IRS Amnesty (2018) – What are my IRS Amnesty Program Options? - Golding & Golding

IRS Amnesty (2018) – What are my IRS Amnesty Program Options? – Golding & Golding

IRS Amnesty (2018) – What are my IRS Amnesty Program Options?

IRS Amnesty is a broad term used to describe the process of getting into compliance for IRS related issues. Typically, IRS Amnesty involves entering into either one of the Offshore Voluntary Disclosure Programs or the Domestic Voluntary Disclosure Program – depending on the facts and circumstances of your situation.

Why is it Called IRS Amnesty?

Actually, it is not a pure amnesty program but rather a voluntary disclosure program. There is a difference, with the difference being in a pure amnesty program the person is all but guaranteed that once they disclose any information to the proper authorities — they will not be prosecuted.

A typical example is if a witness who may also have been a party to a crime agrees to turn and become a witness for the prosecution, they will be given “amnesty” against any prosecution for any issues relating to the crime. That is not a situation with Offshore Voluntary Disclosure.

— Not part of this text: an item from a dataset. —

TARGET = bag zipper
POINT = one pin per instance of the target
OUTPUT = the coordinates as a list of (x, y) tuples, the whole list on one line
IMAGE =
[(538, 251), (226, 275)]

What is IRS Voluntary Disclosure?

IRS Voluntary Disclosure is the process of getting into compliance with the IRS. There are various different programs but none of them absolutely guarantee that you will not be prosecuted.

The traditional program, which is called OVDP (“Offshore Voluntary Disclosure Program”) is the closest thing to Amnesty. Under traditional OVDP, as long as a person provides a full disclosure to the IRS, the IRS in almost all situations will forgo prosecution. Moreover, by entering the program a person can avoid being audited on issues involving the disclosure.

The Domestic Voluntary Disclosure Program is a bit different. It has not received nearly as much press as offshore disclosure, but it is been around for much a longer time-period, and is more encompassing. Unfortunately, it is also a bit more esoteric. In other words, with offshore disclosure there are very specific fines and penalties that are issued against the individual.

For example, with traditional OVDP there is either a straight 27.5% penalty or 50% penalty – depending on whether any of the unreported money is in a bad bank.

Conversely, with domestic voluntary disclosure, typically a person will make the submission and provide their scenario as to why they were improperly reporting or withholding income – but they are not guaranteed that their penalty will be a specific amount. Usually, the 75% fraud penalty is reduced to 25%, but not always.

Moreover, under the domestic disclosure, the IRS can still audit the person, whereas under the offshore disclosure, the person will almost always skate by without audit.

Is the IRS Doing Away with Voluntary Disclosure?

There have been rumblings for many years that the voluntary disclosure programs will be eliminated in 2018. It is because there is a reduced need for the program, ever since the introduction and enforcement of FATCA, in which more than 110 countries and 300,000 foreign financial institutions have begun voluntarily reporting to the IRS about US account holder information.

Moreover, as a result of various non-prosecution agreements with some of the bigger banks and financial institutions worldwide, the IRS does not have the same need for voluntary disclosure.   Coupled with this fact, is the fact that the IRS is understaffed and under budget — and is focusing its enforcement activities in various other international tax arenas.

Therefore, while you should never feel pressured into entering one of the offshore voluntary disclosure programs or the domestic voluntary disclosure program, it is important to note that the programs can be eliminated at any time and without notice (although the IRS has provided that presumably it would provide some notice before eliminating the programs)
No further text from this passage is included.